Despite the great effort put in place by my university in facing this situation, I keep thinking that cons of online classes are more than the pros. I admit that it was cool to wake up at 8.50 am to start classes at 9 am, still in my pajama and not rushing to take the bus, but the virtual experience can't replace the human touch, the visual experience, especially when it comes to the works in laboratory. Being at my third year helps, because I already developed my language and aesthetic and this is good for the communication between me and my professors. If I have to find a pro, I would say that is exactly this: our labs are really quick, but intense; in the first phase we communicate with a lot of talking, hands on our first experiments that are difficult to explain in a few words. Working remotely forced us to bet everything on our designs and on the strength they have in communicating without words. The concepts have become fundamental, more than their shape.
The Fashion and Design Industries have been aggressively afflicted by the state of quarantine and social distancing. As a consumer, but also as a future insider of those systems, what do you think the worst consequences of this crisis will be?

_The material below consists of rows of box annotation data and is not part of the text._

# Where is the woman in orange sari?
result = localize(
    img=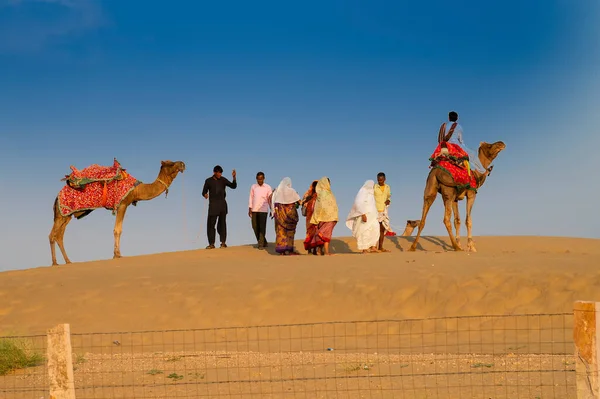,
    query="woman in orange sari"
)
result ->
[310,176,339,255]
[302,180,319,255]
[271,177,300,255]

I think that this situation shed light on many pre-existing problems in every industry, including fashion. Fast fashion was already dead, now it is a necessity. Not depending on the virus, and on the consequent stop of the fashion system, I don't think that in the future people will need to change their closets every month, they will buy just to add new clothes. Images are gaining a much more important value to build our identities. What we need from brands is that they follow a precise line, both in its conceptuality and in its communicability: we need them to be able to represent an idea that consumers will decide to wear. The accessory is an important iconographic element that stays in time, is not volatile, and is not the result of a continuous renewal of the collections. It needs to be strong and resist to the passing of time. The picture we send of ourselves must be recognizable, as much that it doesn't get lost among the others. Beside ethical choices (unfortunately nobody really cares about them), I think that we are all going in this direction.
Your work is built on creativity. While we’re all in quarantine, what is your solution to keep on being creative? Where do you find your inspiration in this moment?
A part of me has always been fatalist. I spent two years of my life doing research o Sicily while I was living in Venice, and right in the last semester of my studying I have been physically blocked in the town of my study. I tried to take advantage of the possibilities offered by Catania, my home-town. I used second-hand fabrics that I found in my grandmother's archive, I used my contacts with many local artistic associations, and I asked my friends to give me their old tracksuits: it would have been impossible to find them if I still was in Venice. I think that the solution to every problem is the ability to adapt, always been active. We need to focus on what we have, not on what we are missing. I lived this quarantine as I took place to an artistic residence and I really think that it has been really good for my work.